La normalità delle morti operaie nel capitalismo
Le cronache nazionali ormai riportano con lugubre frequenza notizie su incidenti e morti sul lavoro.
La Stampa (21 ottobre) si concentra sul Piemonte, dove sono ben sessanta i morti sul lavoro denunciati da inizio anno. L'ultimo in ordine di tempo è un operaio della provincia di Cuneo.
Secondo lo storico giornale di casa Fiat, il "Modello Cuneo" si starebbe interrogando su una storia di successo nell’industria manifatturiera, di export in crescita (oltre 8 miliardi), ma segnata da un terzo dei morti sul lavoro in Piemonte.
Più che interrogarsi, ci sarebbe da prendere atto di come puntualmente i successi capitalistici esigano dalla classe operaia un prezzo di dolore e morte. Più che elucubrare sul perché questo o quel "modello" capitalistico non riescano, altrettanto puntualmente, a sfuggire alle contraddizioni e alle leggi disumanizzanti del capitalismo, occorrerebbe ribadire a chiare lettere come incidenti e decessi sul lavoro siano questione di classe e di lotta di classe. Come sia la lotta di classe dei lavoratori il più potente motore per aumentare la sicurezza sui luoghi di lavoro, ridurre i carichi eccessivi e la pressione produttiva che favoriscono gli incidenti, imporre al capitale una spesa adeguata a migliori standard di sicurezza.
Più che di tavole rotonde su come far quadrare il cerchio della logica capitalistica, umanizzandola ma senza arrecarle troppo fastidio, la classe proletaria necessita di chiarezza di idee e di azione perché vengano strappate al profitto condizioni e risorse per un maggior rispetto della vita e dalla salute dei lavoratori. Invece il copione dei sindacati confederali è richiedere interventi legislativi, proporre tavoli di confronto, appellarsi ai governanti.
Chiedono al Governo e ai poteri dei padroni di mettersi una mano sul cuore ed elargire qualche tutela in più per la parte "debole" della società, alla cui debolezza questi stessi sindacati hanno non poco contribuito.
Alla faccia di decenni di intossicazione ideologica sulla fine delle classi, di prediche insulse all'insegna del "siamo tutti imprenditori e ceto medio", è la morte ad attestare con drammatica e incontrovertibile contabilità che non solo in Italia la classe operaia esiste ancora e regge ancora tutta l'impalcatura della società capitalistica, ma che sconta anche sistematicamente, con lo strazio dei corpi, delle menti e con la vita, la propria condizione di classe sfruttata. In questo caso la morte agisce esattamente al contrario della celebre livella, ma con altrettanta onesta, brutale forza chiarificatrice.
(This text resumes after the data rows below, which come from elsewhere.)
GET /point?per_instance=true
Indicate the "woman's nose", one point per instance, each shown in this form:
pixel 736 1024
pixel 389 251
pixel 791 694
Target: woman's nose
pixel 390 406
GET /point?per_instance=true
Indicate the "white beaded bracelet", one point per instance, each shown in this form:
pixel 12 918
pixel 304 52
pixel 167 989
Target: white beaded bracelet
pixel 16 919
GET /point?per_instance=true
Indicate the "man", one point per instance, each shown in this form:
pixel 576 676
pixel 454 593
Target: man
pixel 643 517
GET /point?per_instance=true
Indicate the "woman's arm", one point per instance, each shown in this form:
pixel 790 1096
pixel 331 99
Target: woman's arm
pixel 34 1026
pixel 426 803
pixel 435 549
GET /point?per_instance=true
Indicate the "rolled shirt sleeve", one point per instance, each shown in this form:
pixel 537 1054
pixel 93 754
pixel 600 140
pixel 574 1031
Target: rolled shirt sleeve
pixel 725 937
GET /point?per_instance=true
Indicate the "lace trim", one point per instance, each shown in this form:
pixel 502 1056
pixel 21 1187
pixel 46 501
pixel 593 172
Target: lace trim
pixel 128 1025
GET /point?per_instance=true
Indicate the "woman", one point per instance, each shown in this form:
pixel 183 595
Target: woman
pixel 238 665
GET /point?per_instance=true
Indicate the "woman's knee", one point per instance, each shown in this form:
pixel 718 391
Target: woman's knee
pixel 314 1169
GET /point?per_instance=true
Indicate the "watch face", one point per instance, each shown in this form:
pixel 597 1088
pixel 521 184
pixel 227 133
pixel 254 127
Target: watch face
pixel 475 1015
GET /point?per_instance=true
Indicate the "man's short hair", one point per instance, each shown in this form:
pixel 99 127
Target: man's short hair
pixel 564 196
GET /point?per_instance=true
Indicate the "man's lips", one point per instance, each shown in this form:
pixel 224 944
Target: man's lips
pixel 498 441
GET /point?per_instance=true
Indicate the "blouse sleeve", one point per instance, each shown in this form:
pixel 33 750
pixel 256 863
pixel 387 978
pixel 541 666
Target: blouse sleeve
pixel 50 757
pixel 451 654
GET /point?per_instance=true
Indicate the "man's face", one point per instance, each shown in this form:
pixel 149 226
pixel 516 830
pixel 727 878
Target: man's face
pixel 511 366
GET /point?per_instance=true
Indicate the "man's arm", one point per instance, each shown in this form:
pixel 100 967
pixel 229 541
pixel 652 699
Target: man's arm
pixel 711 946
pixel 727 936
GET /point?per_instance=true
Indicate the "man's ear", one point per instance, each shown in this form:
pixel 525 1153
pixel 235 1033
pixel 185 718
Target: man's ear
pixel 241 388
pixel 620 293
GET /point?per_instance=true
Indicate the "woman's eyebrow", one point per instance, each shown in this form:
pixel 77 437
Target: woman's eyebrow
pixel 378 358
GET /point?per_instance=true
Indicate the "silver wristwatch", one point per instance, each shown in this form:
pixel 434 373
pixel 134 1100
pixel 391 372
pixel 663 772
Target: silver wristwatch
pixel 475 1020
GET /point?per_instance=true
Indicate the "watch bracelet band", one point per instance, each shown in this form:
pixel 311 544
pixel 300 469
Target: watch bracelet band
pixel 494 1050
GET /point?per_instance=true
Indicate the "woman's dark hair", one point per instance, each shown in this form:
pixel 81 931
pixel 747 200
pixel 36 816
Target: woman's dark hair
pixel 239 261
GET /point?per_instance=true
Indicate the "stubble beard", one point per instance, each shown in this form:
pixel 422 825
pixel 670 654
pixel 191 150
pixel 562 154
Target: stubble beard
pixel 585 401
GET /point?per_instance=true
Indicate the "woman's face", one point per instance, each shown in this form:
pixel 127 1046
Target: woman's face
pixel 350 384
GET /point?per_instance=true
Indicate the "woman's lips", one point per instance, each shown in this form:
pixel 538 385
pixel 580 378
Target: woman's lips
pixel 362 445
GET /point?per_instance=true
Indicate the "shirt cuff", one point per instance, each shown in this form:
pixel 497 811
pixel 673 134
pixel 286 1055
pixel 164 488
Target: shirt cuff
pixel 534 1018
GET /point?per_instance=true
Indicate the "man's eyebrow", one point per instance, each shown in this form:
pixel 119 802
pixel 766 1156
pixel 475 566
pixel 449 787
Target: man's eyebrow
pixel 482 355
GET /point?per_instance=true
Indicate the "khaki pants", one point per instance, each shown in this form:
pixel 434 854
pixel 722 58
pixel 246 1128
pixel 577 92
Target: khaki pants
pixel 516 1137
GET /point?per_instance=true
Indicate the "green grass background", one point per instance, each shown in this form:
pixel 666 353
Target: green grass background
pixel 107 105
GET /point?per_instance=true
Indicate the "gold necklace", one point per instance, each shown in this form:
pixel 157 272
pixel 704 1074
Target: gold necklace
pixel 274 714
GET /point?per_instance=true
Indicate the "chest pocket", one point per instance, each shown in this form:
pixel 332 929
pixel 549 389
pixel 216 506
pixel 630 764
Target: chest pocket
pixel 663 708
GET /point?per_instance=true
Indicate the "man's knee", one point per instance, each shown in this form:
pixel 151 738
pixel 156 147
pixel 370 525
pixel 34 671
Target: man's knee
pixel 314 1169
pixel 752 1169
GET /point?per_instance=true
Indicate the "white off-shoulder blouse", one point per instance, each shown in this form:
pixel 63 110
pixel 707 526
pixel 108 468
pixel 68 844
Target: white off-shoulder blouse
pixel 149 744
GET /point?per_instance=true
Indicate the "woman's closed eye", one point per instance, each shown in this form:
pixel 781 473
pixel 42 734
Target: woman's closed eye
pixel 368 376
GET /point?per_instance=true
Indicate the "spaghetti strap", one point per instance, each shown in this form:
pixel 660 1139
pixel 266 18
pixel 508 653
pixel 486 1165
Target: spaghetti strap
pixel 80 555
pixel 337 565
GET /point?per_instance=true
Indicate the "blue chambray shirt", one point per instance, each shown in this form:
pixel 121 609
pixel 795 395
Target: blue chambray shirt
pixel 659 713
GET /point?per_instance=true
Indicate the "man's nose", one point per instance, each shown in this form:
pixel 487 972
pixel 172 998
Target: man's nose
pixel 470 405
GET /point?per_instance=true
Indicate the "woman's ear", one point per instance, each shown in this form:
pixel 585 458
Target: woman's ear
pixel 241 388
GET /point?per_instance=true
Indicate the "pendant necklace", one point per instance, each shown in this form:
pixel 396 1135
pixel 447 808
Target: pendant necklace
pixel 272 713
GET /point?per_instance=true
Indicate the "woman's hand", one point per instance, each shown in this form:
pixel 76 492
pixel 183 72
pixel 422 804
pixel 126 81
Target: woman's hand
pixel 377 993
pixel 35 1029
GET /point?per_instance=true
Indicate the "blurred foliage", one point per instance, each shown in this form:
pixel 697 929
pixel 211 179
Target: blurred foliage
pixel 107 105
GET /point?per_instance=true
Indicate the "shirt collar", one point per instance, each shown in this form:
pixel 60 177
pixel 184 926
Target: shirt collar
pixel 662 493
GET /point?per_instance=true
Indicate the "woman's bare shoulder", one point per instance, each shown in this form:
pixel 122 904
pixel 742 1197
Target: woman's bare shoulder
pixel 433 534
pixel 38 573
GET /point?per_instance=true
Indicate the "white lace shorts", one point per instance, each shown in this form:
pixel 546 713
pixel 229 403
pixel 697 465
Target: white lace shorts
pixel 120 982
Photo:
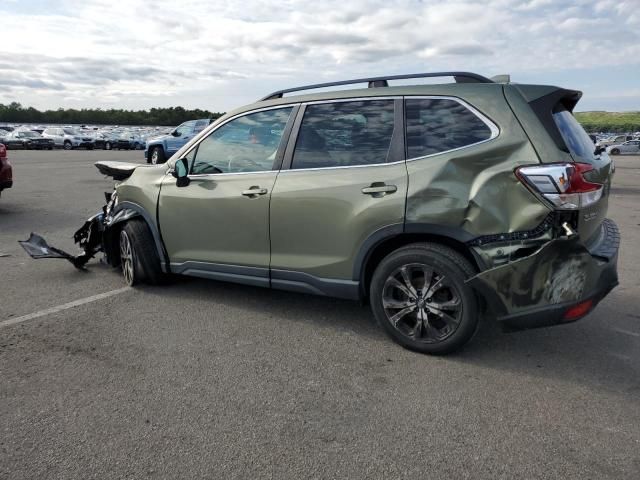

I proletari muoiono regolarmente sul lavoro ma la politica borghese è in tutt'altre faccende affaccendata.
Dai piani alti arriva al massimo qualche contrita espressione di rito.
Quanto può contare lo stillicidio di morti operaie per il Governo cosiddetto giallo-rosso, impegnato su ben altri tavoli, dove sono in ballo ben più corposi interessi borghesi?
Quanto può valere il dramma di famiglie proletarie stritolate da quella logica del profitto che la demagogia nuovista di grillini e renziani non ha mai nemmeno sognato di scalfire?
E dove sono gli innumeri populisti, con i loro primordiali barriti anti-sistema, con le loro belluine invocazioni dei diritti conculcati dei popoli?
Dove si sono acquattati i "capitani" tanto agguerriti nel respingere le navi cariche di esseri umani, dove si è nascosta la loro fierezza plebea?
Dove si sono defilati i sovranisti, in altre circostanze così solerti nel denunciare a voce tonante i "poteri forti" e le loro perfide trame a danno della tanto celebrata gente comune?
La verità è che è normale che i proletari muoiano sull'altare del profitto, è normale che paghino sulla propria pelle le leggi del capitale. La normalità del capitalismo gronda sangue. Ed è questa normalità che tutte le forze politiche borghesi, di ogni colore e parrocchia, sono chiamate a giustificare e tutelare. All'occorrenza, tacendo.